Former Weedon Barracks, Inner East Of Series Of Four Magazines In Magazine Enclosure is a Grade II* listed building in the West Northamptonshire local planning authority area, England. First listed on 29 April 1987. A C19 Magazine.
Former Weedon Barracks, Inner East Of Series Of Four Magazines In Magazine Enclosure
- WRENN ID
- upper-iron-swift
- Grade
- II*
- Local Planning Authority
- West Northamptonshire
- Country
- England
- Date first listed
- 29 April 1987
- Type
- Magazine
- Source
- Historic England listing
Description
This is one of four paired magazines built between 1807 and 1811 within the Magazine Enclosure at Weedon Bec. The magazine is constructed of Flemish bond brick on a rendered plinth, with a chamfered sandstone top course, and dentilled eaves courses to the side elevations. Stone-coped gables finish the structure. It has a rectangular plan, housing two vaulted chambers. The north and south elevations feature double gables, with doorways in the centre of each, each set beneath a segmental arch constructed of gauged brick. Where original, doorways are fitted with beaded six-panelled doors; doorways on the north elevation were widened in the late 20th century. Above each doorway is a ventilator with pulley-operated inner and outer shutters, featuring iron outer frames and timber inner frames. The side elevations have perforated wrought-iron plates to the ventilators, which are baffled internally. Internally, catenary arches support each chamber, with some arched access doorways between the chambers.
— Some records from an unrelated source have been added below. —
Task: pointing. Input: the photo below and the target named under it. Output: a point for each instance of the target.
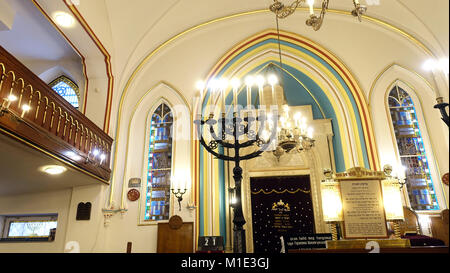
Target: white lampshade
(392, 200)
(331, 201)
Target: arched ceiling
(149, 23)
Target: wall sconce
(232, 196)
(441, 105)
(94, 160)
(392, 198)
(393, 206)
(25, 109)
(331, 202)
(179, 195)
(6, 103)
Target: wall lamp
(95, 153)
(179, 195)
(6, 104)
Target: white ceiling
(33, 38)
(131, 30)
(20, 170)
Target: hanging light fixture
(313, 21)
(293, 132)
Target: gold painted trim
(71, 83)
(437, 169)
(134, 110)
(170, 40)
(374, 83)
(82, 104)
(150, 112)
(53, 156)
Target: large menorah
(237, 133)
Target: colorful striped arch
(345, 104)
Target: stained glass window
(30, 229)
(33, 226)
(66, 89)
(159, 165)
(419, 183)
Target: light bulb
(214, 84)
(26, 107)
(429, 65)
(223, 83)
(311, 6)
(235, 83)
(260, 81)
(310, 132)
(249, 81)
(272, 80)
(200, 85)
(12, 98)
(443, 65)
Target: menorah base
(239, 245)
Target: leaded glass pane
(412, 151)
(66, 89)
(159, 165)
(30, 229)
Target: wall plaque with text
(306, 241)
(363, 209)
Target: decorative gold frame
(359, 173)
(71, 83)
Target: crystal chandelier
(313, 21)
(293, 133)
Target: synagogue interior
(224, 126)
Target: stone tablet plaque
(363, 209)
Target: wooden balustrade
(51, 124)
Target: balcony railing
(35, 114)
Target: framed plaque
(362, 204)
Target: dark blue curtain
(280, 205)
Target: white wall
(38, 203)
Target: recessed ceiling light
(64, 19)
(53, 169)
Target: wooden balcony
(51, 125)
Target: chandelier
(313, 21)
(293, 133)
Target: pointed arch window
(67, 89)
(159, 164)
(419, 183)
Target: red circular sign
(133, 195)
(445, 179)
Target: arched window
(159, 165)
(67, 89)
(412, 152)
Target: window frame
(71, 83)
(8, 219)
(423, 127)
(144, 186)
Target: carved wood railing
(51, 124)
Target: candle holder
(359, 10)
(441, 105)
(179, 195)
(238, 129)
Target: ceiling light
(64, 19)
(53, 169)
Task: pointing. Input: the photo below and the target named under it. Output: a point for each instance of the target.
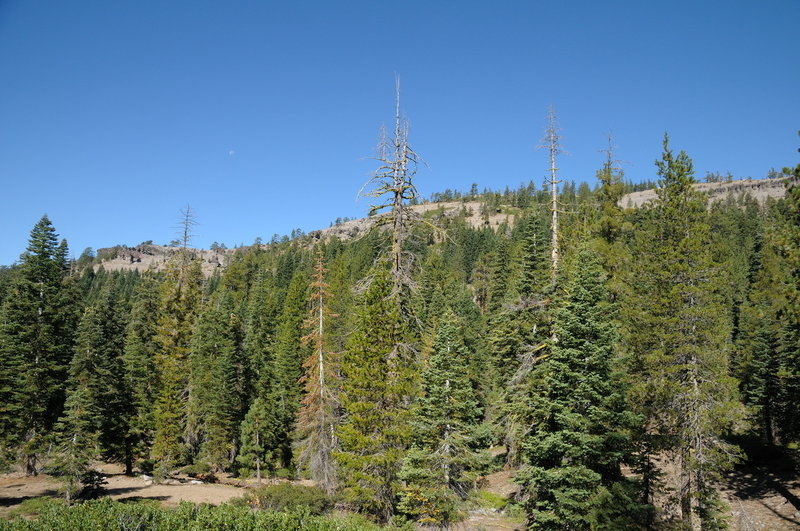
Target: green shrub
(109, 515)
(289, 497)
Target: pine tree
(679, 337)
(442, 464)
(139, 364)
(377, 383)
(78, 439)
(577, 439)
(286, 390)
(257, 440)
(180, 301)
(534, 257)
(316, 425)
(36, 339)
(789, 247)
(217, 382)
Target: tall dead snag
(552, 142)
(317, 418)
(393, 185)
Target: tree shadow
(9, 501)
(769, 472)
(137, 499)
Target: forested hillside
(616, 364)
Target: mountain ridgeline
(398, 359)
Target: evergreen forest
(618, 361)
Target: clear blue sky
(261, 115)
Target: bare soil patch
(16, 488)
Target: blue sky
(262, 115)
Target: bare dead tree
(552, 142)
(392, 184)
(317, 419)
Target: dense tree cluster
(386, 368)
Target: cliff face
(759, 190)
(155, 257)
(147, 256)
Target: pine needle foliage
(378, 381)
(577, 441)
(317, 418)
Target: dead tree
(392, 184)
(317, 418)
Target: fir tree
(257, 440)
(286, 390)
(577, 440)
(36, 339)
(377, 382)
(180, 301)
(442, 464)
(139, 365)
(216, 403)
(679, 338)
(78, 439)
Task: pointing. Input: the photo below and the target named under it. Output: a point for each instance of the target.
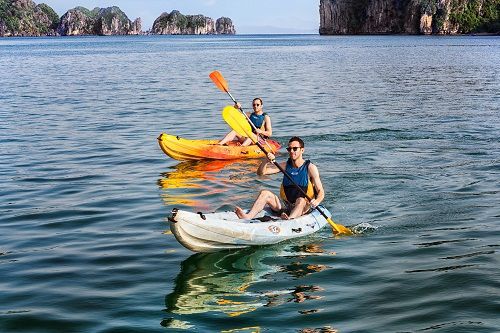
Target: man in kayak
(303, 172)
(261, 121)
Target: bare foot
(240, 213)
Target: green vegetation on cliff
(476, 15)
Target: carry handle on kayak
(221, 83)
(238, 123)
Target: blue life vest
(289, 192)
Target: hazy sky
(249, 16)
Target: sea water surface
(405, 131)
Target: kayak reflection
(219, 282)
(193, 183)
(239, 283)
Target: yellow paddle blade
(219, 81)
(238, 122)
(339, 228)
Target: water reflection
(219, 282)
(237, 284)
(194, 183)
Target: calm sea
(405, 131)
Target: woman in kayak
(303, 172)
(260, 120)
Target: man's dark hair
(299, 140)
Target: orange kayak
(185, 149)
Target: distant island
(438, 17)
(25, 18)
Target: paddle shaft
(225, 88)
(293, 182)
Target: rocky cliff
(25, 18)
(409, 16)
(175, 23)
(99, 21)
(224, 26)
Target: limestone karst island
(25, 18)
(337, 17)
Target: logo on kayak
(274, 229)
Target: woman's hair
(258, 98)
(299, 140)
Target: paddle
(221, 83)
(242, 127)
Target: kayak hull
(213, 232)
(186, 149)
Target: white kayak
(213, 232)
These magazines form part of a unique, planned military-industrial complex with a defensible transport system and surrounding walls. They are smaller than the late 18th century example at Priddy’s Hard, Portsmouth, but as a group, they were unparalleled until the magazines at Bull Point, Plymouth, were built in the 1850s. The catenary arches were first used at Tipnor in the 1790s and later at Colonel D’Arcy’s magazine at Upnor. The use of traverses—blast walls of earth, sometimes faced in brick—is highly innovative, and these traverses uniquely assume an architectural form. Original drawings from 1816 (held in the Royal Engineers Library, W140 (D38), along with later plans and drawings) document the construction. Further details regarding the site are available in the description of Storehouse No 2.